I work with low-to-middle income students who will be in the first generation of their families to go on to college. I work with these students, giving them the tools, tricks, support, and skills they need to get through high school and into some form of further education.
Over the course of two weeks, I go to ten different schools and visit with my students during their study halls or over lunch. Three of the schools I go to are alternative schools, so their schedule is a lot more flexible, and I see them when I can. Over the school year, I'll go out and see each school 13 times.
These contact times are among my favorite parts of the year. I love it when the students come in, sit down, and talk with me. The subjects range from academics to movies to extracurriculars to (and I still cringe when these start up) the cute boy my student is interested in.
For the academics, we'll go over the various notetaking methods, talk about organization and time management (which, for any of those who remember me from high school and college, is terribly ironic), and learning styles. We'll do career research and college search. Scholarship searches are also very big.
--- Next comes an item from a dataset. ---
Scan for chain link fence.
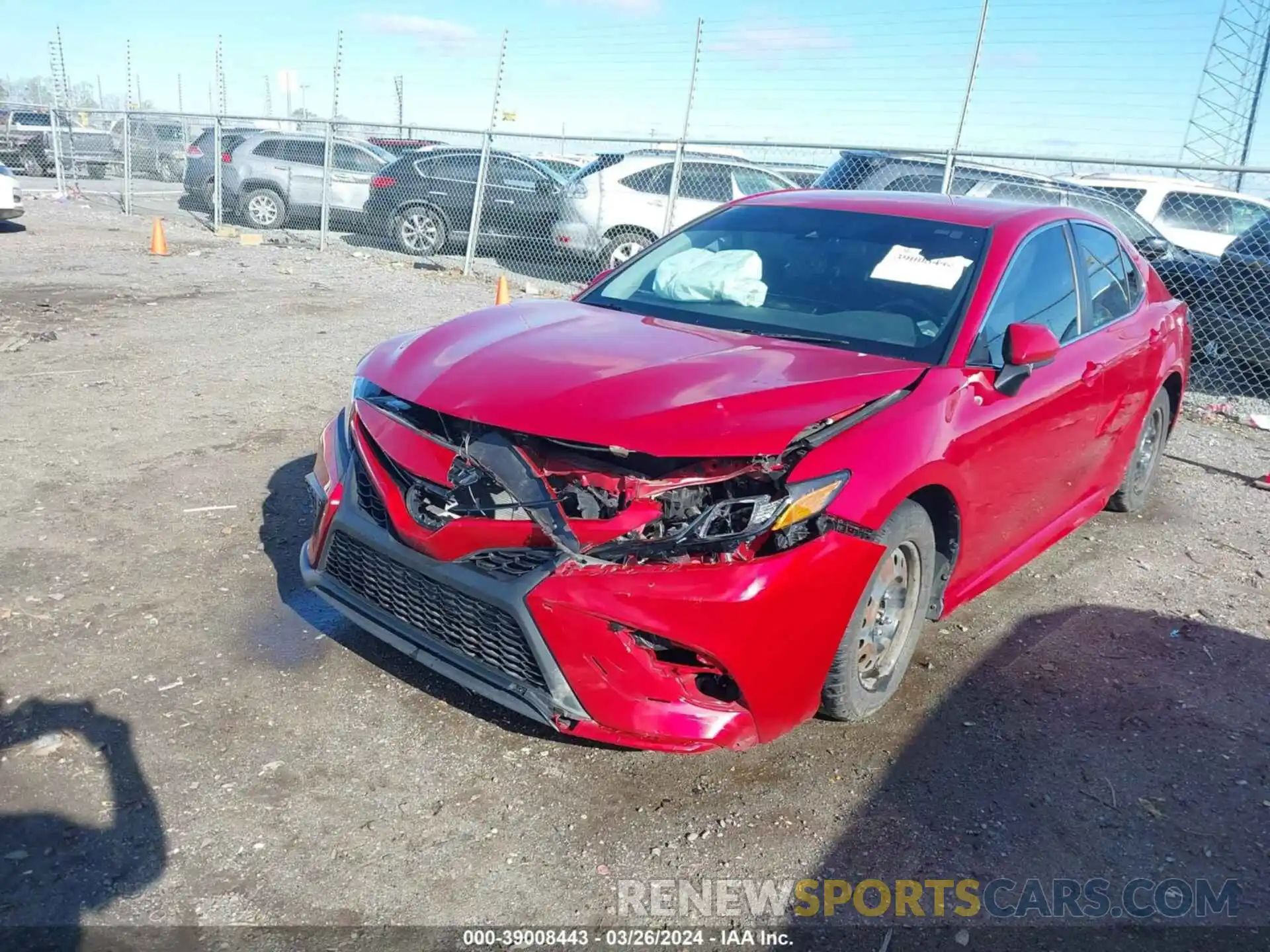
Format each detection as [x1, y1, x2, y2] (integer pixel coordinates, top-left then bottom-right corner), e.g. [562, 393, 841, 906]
[0, 104, 1270, 400]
I do enjoy the personal development part of the program. We go over the Seven Habits with our students, and they work on goalsetting and a personal Mission Statement to help them focus in on their dreams and goals.
In some very real ways, that is what we do at Upward Bound. We are the Dreamweavers. We help our students see that the world does not center around Northeastern Iowa. There is a much larger world out there. Dream big; go for it.
Spread your wings and go someplace.
Many of our students go out and come back, and I think that's great. I personally am living in a town very much like my hometown, and I've discovered over the last number of years that this area really is part of the ancestral homeland. My grandfathers were born less than an hour (in opposite directions, from here, and my parents were both born less than an hour from here as well. I may have been brought up a Cheesehead, but the roots are Iowan. (As a Cheesehead, I still find that a little embarrassing, but I'm getting over it).
Okay, enough babbling. I'll post again soon.